13 "Woe to you, Chorazin! Woe to you, Bethsaida! For if the mighty works had been done in Tyre and Sidon which were done in you, they would have repented long ago, sitting in sackcloth and ashes. 14 But it will be more tolerable for Tyre and Sidon in the judgment than for you. 15 You, Capernaum, who are exalted to heaven, will be brought down to Hades. 16 Whoever listens to you listens to me, and whoever rejects you rejects me. Whoever rejects me rejects him who sent me."

17 The seventy returned with joy, saying, "Lord, even the demons are subject to us in your name!"

18 He said to them, "I saw Satan having fallen like lightning from heaven. 19 Behold, I give you authority to tread on serpents and scorpions, and over all the power of the enemy. Nothing will in any way hurt you. 20 Nevertheless, don’t rejoice in this, that the spirits are subject to you, but rejoice that your names are written in heaven."

21 In that same hour, Jesus rejoiced in the Holy Spirit, and said, "I thank you, O Father, Lord of heaven and earth, that you have hidden these things from the wise and understanding, and revealed them to little children. Yes, Father, for so it was well-pleasing in your sight."

22 Turning to the disciples, he said, "All things have been delivered to me by my Father. No one knows who the Son is, except the Father, and who the Father is, except the Son, and he to whomever the Son desires to reveal him."
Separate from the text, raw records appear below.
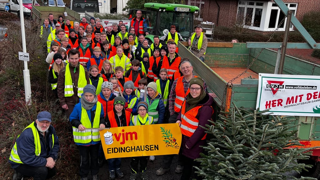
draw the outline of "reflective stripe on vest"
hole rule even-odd
[[[87,111],[81,106],[81,119],[80,122],[83,126],[87,128],[99,128],[100,126],[100,115],[101,113],[101,103],[97,103],[96,109],[93,119],[93,126],[91,126],[91,121],[89,119]],[[99,129],[86,129],[79,131],[75,127],[72,127],[73,130],[73,140],[75,143],[86,144],[91,142],[92,140],[95,142],[100,141]]]
[[[148,107],[148,114],[153,118],[153,122],[155,124],[157,123],[159,119],[159,112],[156,109],[159,105],[160,100],[159,99],[155,99],[151,102],[149,102],[149,98],[147,98],[147,102],[149,105],[149,107]]]
[[[153,118],[152,116],[149,116],[148,113],[146,114],[146,118],[147,119],[146,120],[146,122],[144,124],[141,124],[142,122],[140,120],[138,116],[140,116],[140,115],[137,116],[133,116],[132,117],[132,123],[134,126],[140,126],[141,125],[149,125],[152,123],[153,122]]]
[[[166,84],[165,87],[164,87],[164,94],[162,94],[161,88],[160,87],[160,80],[159,79],[157,80],[156,81],[156,83],[157,84],[157,90],[162,97],[162,101],[163,101],[163,103],[164,104],[164,107],[166,107],[167,104],[168,104],[168,96],[169,94],[169,84],[170,82],[169,82],[169,80],[167,80],[167,84]]]
[[[185,103],[184,103],[181,109],[181,125],[180,129],[182,134],[188,137],[191,137],[193,134],[196,130],[198,128],[199,125],[199,119],[196,118],[199,112],[199,110],[203,106],[199,106],[191,109],[187,112],[185,112],[186,109]],[[206,133],[201,139],[205,139],[207,136]]]
[[[64,80],[64,96],[71,97],[75,93],[73,91],[74,85],[71,78],[71,74],[69,68],[68,63],[66,66],[66,74]],[[83,93],[83,88],[87,85],[87,80],[85,78],[84,69],[82,65],[79,65],[79,76],[78,78],[77,95],[81,97],[81,95]]]

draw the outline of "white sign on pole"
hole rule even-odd
[[[19,52],[19,60],[21,61],[29,61],[29,53],[23,53],[22,52]]]
[[[320,76],[259,74],[256,107],[275,115],[320,117]]]

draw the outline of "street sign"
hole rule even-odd
[[[29,53],[19,52],[19,60],[21,61],[29,61]]]

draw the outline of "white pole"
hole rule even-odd
[[[22,50],[24,53],[27,53],[26,44],[26,33],[24,29],[24,17],[23,15],[23,6],[22,0],[19,0],[19,9],[20,10],[20,22],[21,25],[21,36],[22,37]],[[31,86],[30,84],[30,73],[28,69],[27,61],[23,61],[24,70],[23,70],[23,79],[24,81],[24,91],[26,96],[26,102],[28,105],[31,104]]]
23 Turning to the disciples, he said privately, "Blessed are the eyes which see the things that you see, 24 for I tell you that many prophets and kings desired to see the things which you see, and didn’t see them, and to hear the things which you hear, and didn’t hear them."

25 Behold, a certain lawyer stood up and tested him, saying, "Teacher, what shall I do to inherit eternal life?"

26 He said to him, "What is written in the law? How do you read it?"

27 He answered, "You shall love the Lord your God with all your heart, with all your soul, with all your strength, and with all your mind; and your neighbor as yourself."

28 He said to him, "You have answered correctly. Do this, and you will live."

29 But he, desiring to justify himself, asked Jesus, "Who is my neighbor?"

30 Jesus answered, "A certain man was going down from Jerusalem to Jericho, and he fell among robbers, who both stripped him and beat him, and departed, leaving him half dead. 31 By chance a certain priest was going down that way. When he saw him, he passed by on the other side. 32 In the same way a Levite also, when he came to the place and saw him, passed by on the other side. 33 But a certain Samaritan, as he traveled, came where he was. When he saw him, he was moved with compassion, 34 came to him, and bound up his wounds, pouring on oil and wine. He set him on his own animal, brought him to an inn, and took care of him. 35 On the next day, when he departed, he took out two denarii, gave them to the host, and said to him, ‘Take care of him. Whatever you spend beyond that, I will repay you when I return.’ 36 Now which of these three do you think seemed to be a neighbor to him who fell among the robbers?"

37 He said, "He who showed mercy on him."

Then Jesus said to him, "Go and do likewise."

38 As they went on their way, he entered into a certain village, and a certain woman named Martha received him into her house. 39 She had a sister called Mary, who also sat at Jesus’ feet and heard his word. 40 But Martha was distracted with much serving, and she came up to him, and said, "Lord, don’t you care that my sister left me to serve alone? Ask her therefore to help me."

41 Jesus answered her, "Martha, Martha, you are anxious and troubled about many things, 42 but one thing is needed. Mary has chosen the good part, which will not be taken away from her."